If anything, the storm reinforced the popular belief that hurricanes are so thoroughly tracked, probed and forecast these days that they cannot possibly cause great loss of life. Scientists don't share that optimism, however. Many believe we're entering a cycle in which violent storms are going to be more frequent, and in which the likelihood of a disastrous strike will be greater than ever. The scientists' pet nightmare is of the Big One--a catastrophic storm that could do $100 billion dollars' worth of damage and kill thousands of people. No one knows when or where the Big One will hit, but the certainty is growing that it will.

Even a Little One like Bonnie, of course, can do plenty of harm. Some half a million people were forced to flee inland last week, as the 400-mile-wide storm--mammoth in size even by hurricane standards--swirled toward Cape Fear, N.C. And though Bonnie's 115-m.p.h. winds slowed rapidly as she lumbered inland, her forward progress slowed too, with the result that the storm hovered over the state and pummeled it for more than a day. Downed power lines robbed over 240,000 people of electricity. Even worse than the winds were the rains--more than 12 in. in some places--which caused flooding in North and South Carolina. When the crisis seemed to be over, Bonnie regained some of her fury to pound Virginia before heading out to sea.

But the Big One will come eventually. Many researchers think we are entering a period of increased hurricane intensity, more like the period from 1940 through 1969 when monster storms swept ashore with greater frequency. Anyone who lived through Hurricane Andrew in 1992 might disagree, but the experts say that for the past quarter-century America has got off easy. The last Category 5, or "catastrophic," hurricane was Camille, which struck the Gulf Coast in 1969 with winds over 200 m.p.h. and a storm surge 24 ft. high. Since then, hurricane activity has been mild.

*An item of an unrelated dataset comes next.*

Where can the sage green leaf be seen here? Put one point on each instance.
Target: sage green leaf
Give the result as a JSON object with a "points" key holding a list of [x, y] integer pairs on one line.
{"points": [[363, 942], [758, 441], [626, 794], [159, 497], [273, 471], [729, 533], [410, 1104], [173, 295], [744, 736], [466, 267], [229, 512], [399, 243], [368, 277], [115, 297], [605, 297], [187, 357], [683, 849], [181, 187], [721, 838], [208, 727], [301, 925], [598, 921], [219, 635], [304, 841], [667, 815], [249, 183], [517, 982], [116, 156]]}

Such cycles occur every several decades. Researchers emphasize that both phases, active and quiet, are normal, but that's not very reassuring. Even if the next high-intensity phase of hurricane activity is simply a replay of the last such period, it will wreak far more destruction. Reason: a frenzy of coastal construction has brought huge populations to live at America's beaches and barrier islands--people with no conception of what it's like to sustain a direct hit from a truly powerful hurricane.